Even the most stalwart supporters of local and organic foods admit there’s a near-insurmountable problem with an all-WNC-grown wedding feast: winter.
Wedding banquets are meant to be lavish and luxe, a description rarely applied to the hardy squashes and potatoes that permeate area produce sections come December. Visions of grilled Buncombe County lamp chops nestled in a bed of lightly gingered snow peas plucked from Haywood County soil often vanish when couples consult a calendar-savvy caterer: Turns out even springtime brides aren’t guaranteed a full slate of locally grown ingredients.
“We just had a father of a bride who wanted all local produce for a May event,” Celine & Co. chef Kim Lloyd relates. “We said ‘That’s great, but what if it freezes again?’”

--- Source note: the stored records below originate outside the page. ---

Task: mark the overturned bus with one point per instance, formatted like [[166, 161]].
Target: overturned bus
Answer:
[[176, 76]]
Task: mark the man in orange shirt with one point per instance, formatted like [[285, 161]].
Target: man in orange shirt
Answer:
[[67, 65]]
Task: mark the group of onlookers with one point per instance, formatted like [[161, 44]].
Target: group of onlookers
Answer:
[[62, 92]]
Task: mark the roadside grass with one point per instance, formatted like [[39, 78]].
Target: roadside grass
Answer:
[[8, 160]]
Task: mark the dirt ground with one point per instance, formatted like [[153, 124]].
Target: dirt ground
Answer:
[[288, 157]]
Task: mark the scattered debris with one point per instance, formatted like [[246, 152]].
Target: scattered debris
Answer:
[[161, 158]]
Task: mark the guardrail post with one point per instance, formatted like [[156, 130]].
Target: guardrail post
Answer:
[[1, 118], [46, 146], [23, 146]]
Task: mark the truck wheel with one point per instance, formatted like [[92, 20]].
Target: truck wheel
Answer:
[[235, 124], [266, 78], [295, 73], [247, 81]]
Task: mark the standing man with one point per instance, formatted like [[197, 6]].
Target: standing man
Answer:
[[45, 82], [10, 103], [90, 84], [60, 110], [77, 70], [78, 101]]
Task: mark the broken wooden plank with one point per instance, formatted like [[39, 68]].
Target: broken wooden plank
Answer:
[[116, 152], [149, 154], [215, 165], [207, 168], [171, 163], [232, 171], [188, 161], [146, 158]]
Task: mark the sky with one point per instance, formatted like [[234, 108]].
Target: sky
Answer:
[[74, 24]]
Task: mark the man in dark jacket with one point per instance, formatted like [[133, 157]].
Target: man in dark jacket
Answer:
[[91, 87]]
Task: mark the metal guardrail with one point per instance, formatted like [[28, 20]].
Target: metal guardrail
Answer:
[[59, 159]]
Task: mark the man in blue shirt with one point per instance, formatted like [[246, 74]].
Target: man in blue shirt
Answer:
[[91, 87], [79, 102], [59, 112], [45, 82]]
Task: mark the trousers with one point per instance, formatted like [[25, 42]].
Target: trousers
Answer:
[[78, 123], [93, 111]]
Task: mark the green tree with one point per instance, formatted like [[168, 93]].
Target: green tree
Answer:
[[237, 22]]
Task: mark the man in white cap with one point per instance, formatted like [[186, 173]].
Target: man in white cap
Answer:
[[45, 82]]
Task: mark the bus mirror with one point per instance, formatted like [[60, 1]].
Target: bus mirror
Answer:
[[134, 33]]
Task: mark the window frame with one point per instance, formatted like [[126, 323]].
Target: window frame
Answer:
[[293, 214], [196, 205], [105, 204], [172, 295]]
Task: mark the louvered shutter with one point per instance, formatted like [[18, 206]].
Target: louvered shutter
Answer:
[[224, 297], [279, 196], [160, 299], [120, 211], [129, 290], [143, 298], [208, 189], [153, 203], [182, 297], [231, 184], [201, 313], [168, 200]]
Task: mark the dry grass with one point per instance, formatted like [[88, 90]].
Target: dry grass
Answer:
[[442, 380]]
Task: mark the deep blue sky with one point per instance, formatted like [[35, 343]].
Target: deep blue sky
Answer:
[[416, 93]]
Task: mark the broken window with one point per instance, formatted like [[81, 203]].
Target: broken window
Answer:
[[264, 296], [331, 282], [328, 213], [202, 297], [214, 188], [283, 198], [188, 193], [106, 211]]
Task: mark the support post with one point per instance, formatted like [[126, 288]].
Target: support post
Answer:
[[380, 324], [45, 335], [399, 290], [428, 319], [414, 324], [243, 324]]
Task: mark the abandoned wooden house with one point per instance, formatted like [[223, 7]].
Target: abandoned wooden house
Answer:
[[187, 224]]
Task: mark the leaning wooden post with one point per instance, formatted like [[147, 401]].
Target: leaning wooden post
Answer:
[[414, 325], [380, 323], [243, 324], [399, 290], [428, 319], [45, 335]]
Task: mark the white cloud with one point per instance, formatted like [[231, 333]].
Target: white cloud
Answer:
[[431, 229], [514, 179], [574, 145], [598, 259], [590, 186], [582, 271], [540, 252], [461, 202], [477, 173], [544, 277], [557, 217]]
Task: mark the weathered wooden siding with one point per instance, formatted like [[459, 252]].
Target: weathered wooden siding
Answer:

Still, Lloyd says, it’s not all chow-chow and salty country hams in the off-growing season. The catering company has worked hard to accommodate the growing number of betrothed couples requesting matrimonial menus studded with local foods. Lloyd has prepared shells stuffed with local cheese and elaborate displays of grilled local vegetables for couples set on mounting an earth-friendly reception.
“It’s definitely a trend,” Lloyd says. “People are saying ‘If I have all these guests flying into Asheville, what can I do to counteract the environmental impact?’”
Often their answer is an edible one, with couples gravitating toward local, organic and meat-free menus. Although veering away from the traditional chicken breast-and-veg plate can be pricy, Asheville caterers say the wedding meal is a terrific opportunity for couples to demonstrate their environmental awareness—and for chefs to exercise their creativity.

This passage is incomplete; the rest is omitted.